Community Outreach and Advertising
Go Human is a community outreach and advertising campaign with the goals of reducing traffic collisions in Southern California and encouraging people to walk and bike more. We hope to create safer and healthier cities through education, advocacy, information sharing and events that help residents re-envision their neighborhoods. Go Human is funded by grants from the California Office of Traffic Safety, the California Active Transportation Program, the Mobile Source Air Pollution Reduction Review Committee and from our sponsors.
The Sustainable Communities Program (formerly known as Compass Blueprint Grant Program) was established as an innovative vehicle for promoting local jurisdictional efforts to test local planning tools. Since starting in 2005, 133 projects have been completed through the program, with another 69 projects to be completed by the end of 2016. By supporting exemplary projects, the Sustainability Planning Grants Program illustrates the value effective growth planning can bring to our regional partners and the region as a whole.

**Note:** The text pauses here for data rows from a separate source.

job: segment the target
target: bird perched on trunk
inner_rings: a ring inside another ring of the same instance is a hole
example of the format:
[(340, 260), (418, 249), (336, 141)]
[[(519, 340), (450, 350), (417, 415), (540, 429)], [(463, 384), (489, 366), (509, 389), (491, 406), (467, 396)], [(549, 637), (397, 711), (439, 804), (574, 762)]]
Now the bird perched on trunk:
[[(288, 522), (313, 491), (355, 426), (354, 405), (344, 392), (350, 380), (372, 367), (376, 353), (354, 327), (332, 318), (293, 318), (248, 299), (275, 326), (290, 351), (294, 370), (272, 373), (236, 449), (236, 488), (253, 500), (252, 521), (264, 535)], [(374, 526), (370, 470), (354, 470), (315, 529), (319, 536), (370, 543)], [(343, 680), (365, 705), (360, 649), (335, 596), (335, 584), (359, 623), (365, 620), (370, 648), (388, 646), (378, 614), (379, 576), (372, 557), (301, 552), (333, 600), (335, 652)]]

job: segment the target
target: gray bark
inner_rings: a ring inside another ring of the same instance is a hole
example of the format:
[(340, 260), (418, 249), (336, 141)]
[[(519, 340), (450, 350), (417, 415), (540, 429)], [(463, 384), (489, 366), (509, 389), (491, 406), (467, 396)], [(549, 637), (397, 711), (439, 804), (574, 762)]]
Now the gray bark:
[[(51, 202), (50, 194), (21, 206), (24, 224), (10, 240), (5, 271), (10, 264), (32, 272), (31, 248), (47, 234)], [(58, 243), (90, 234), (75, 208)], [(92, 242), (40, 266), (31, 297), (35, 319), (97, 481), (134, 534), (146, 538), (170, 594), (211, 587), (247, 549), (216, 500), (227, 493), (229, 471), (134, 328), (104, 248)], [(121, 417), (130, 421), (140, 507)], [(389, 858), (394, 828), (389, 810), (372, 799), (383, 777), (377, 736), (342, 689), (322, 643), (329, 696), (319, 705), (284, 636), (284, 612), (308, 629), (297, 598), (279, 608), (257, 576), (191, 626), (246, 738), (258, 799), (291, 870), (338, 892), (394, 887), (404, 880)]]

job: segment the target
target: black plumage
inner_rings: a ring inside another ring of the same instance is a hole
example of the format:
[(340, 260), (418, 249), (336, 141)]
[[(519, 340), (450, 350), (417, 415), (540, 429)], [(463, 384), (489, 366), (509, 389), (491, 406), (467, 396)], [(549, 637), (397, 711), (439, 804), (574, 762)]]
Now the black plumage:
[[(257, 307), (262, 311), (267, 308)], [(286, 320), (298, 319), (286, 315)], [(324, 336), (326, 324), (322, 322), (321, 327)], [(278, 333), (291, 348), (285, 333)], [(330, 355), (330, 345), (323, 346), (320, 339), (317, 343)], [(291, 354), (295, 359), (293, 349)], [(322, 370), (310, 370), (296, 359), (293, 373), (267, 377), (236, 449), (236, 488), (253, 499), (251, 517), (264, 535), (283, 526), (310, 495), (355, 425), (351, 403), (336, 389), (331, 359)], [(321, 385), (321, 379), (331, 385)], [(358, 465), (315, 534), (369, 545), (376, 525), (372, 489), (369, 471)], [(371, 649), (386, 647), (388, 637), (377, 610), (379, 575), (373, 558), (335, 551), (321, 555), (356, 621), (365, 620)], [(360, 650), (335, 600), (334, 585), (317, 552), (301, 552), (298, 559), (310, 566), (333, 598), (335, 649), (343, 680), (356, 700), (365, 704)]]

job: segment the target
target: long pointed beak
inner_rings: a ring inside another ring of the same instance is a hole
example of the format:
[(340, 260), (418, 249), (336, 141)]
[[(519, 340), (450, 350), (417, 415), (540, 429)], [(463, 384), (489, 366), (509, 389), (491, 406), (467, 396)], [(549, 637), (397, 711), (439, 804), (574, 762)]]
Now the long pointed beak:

SCAG now offers professional, free training to local government staff and others in the Compass Blueprint Suite of Services. Toolbox Tuesday provides a range of practical skills and knowledge for local planners including training in the use of computer-based tools and education in practical approaches to timely planning issues.
From World-Famous Traffic to World-Renowned Solutions
The average LA driver now loses over 100 Hours every year trapped in traffic, making LA one of the most highly congested cities in the world. Angelenos agree: it’s time to get serious about solving our record-breaking traffic problems. The 100 Hours Campaign was launched to bring together solutions from around the world and start a real conversation about what it will take to turn traffic hot spots into models of mobility.
The Southern California Association of Governments (SCAG), in partnership with the Dr. Lucy Jones Center for Science and Society, has launched a new initiative to help local cities and counties protect Southern California communities and economies from the disruption that a major earthquake would cause. The initiative kicked off with a series of regional seminars, led by Dr. Jones, for local civic leaders. The seminars reviewed the risks of a major regional earthquake and the most effective approaches for preparation, including strengthening infrastructure and reviewing building safety codes. The initiative will continue through 2017, with workshops that will give local leaders the tools necessary for building the resilience that keeps natural disasters from becoming catastrophes.